Focus on Tinwald
There is no such phenomena as having nothing to do in a museum. Any ‘spare’ time that we have is dedicated to project work.
Presently, I am reassessing Ashburton Museum’s photographic collection, which is one of the largest in the country with over 6 million photographic frames, meaning Ashburton’s past is remarkably well documented.
Just as there is no such thing as free time, there is never any stage where we can be satisfied that we have a perfect record of the district.
As technology develops, we constantly ask ourselves, can we improve on what we have done in the past?
My project with the photographs consists of looking at material that has already been catalogued and seeing if any extra information can be added to the description, as well as examining the condition for any signs of deterioration, and considering if there is a ‘better’ way to house the valuable asset that is in our care.

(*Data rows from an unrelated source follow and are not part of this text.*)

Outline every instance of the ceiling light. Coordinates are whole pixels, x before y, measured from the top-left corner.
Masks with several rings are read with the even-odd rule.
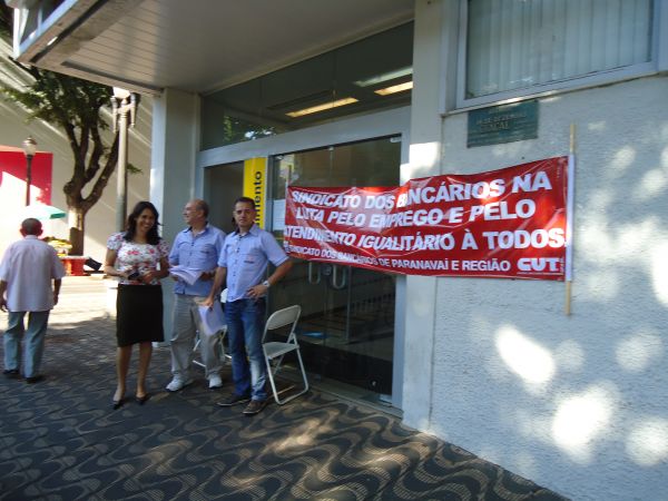
[[[354,84],[358,87],[369,87],[375,86],[376,84],[381,84],[387,80],[394,80],[395,78],[405,77],[407,75],[413,75],[413,67],[406,66],[405,68],[400,68],[394,71],[387,71],[386,73],[380,73],[374,77],[367,78],[366,80],[357,80]]]
[[[411,90],[413,88],[413,80],[404,81],[396,86],[385,87],[384,89],[374,90],[375,94],[381,96],[387,96],[389,94],[403,92],[404,90]]]
[[[338,108],[340,106],[352,105],[353,102],[357,102],[355,98],[343,98],[336,101],[325,102],[323,105],[312,106],[310,108],[298,109],[297,111],[291,111],[287,115],[288,117],[297,118],[304,115],[317,114],[318,111],[324,111],[332,108]]]

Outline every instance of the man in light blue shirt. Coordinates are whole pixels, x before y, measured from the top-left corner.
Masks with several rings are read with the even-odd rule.
[[[292,268],[292,262],[274,236],[255,225],[255,214],[252,198],[242,197],[236,200],[233,215],[237,229],[225,238],[214,285],[204,303],[213,305],[227,278],[225,317],[234,393],[218,405],[236,405],[250,400],[244,410],[246,415],[257,414],[267,400],[267,369],[262,351],[265,296],[269,287]],[[276,269],[265,279],[269,263]]]
[[[223,361],[218,356],[217,335],[206,335],[202,328],[199,304],[212,288],[218,256],[223,249],[225,234],[208,224],[208,204],[194,199],[184,208],[184,219],[188,227],[180,232],[169,253],[169,265],[185,268],[190,275],[199,278],[191,285],[184,278],[176,279],[174,286],[174,313],[171,333],[171,375],[167,390],[176,392],[190,384],[190,357],[196,332],[199,332],[199,350],[205,366],[205,376],[210,389],[220,387],[220,369]]]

A second component is looking at the images and scanning any that haven’t been copied before. Time and equipment meant that originally only a few images from each collection were scanned, many at a low resolution, or less suitable size or format than what is possible now.
Now, with better equipment, we can digitise a greater percentage of our collection. This not only makes access easier for researchers, it enables us to store the images without having to disturb the original fragile files.
One large collection that I added to recently has been that of Tinwald School. Some of the images are just too good not to share, and give a good example of just a few of the images we have in our vast collection.
By Kathleen Stringer
- Boating in the Tinwald Domain, 1907.
- This scratchy image came from a glass slide that previously we couldn’t copy. It shows Millichamps corner, now Lushingtons.
- This image, from another slide, really excited our volunteer John Carter, who is researching the history of the sales yards, as it shows the house that became the office. He had been looking for such an image for quite some time. It just goes to prove any image, to the right person, can be of great importance.
- The local service station, with rather futuristic looking petrol pumps.
- The local timber yard had some rather trees waiting to be processed.
- Children play in the school playground. While they look to be having a great deal of fun I can imagine what their mothers said when they came home dirty.
- Fancy dress, possibly 1925. While the flour bag boy has to be congratulated for supporting local businesses, I think all the mothers should have received a prize for their ingenuity thinking how to dress everything from fairies and red Indians to one my favourite gardeners.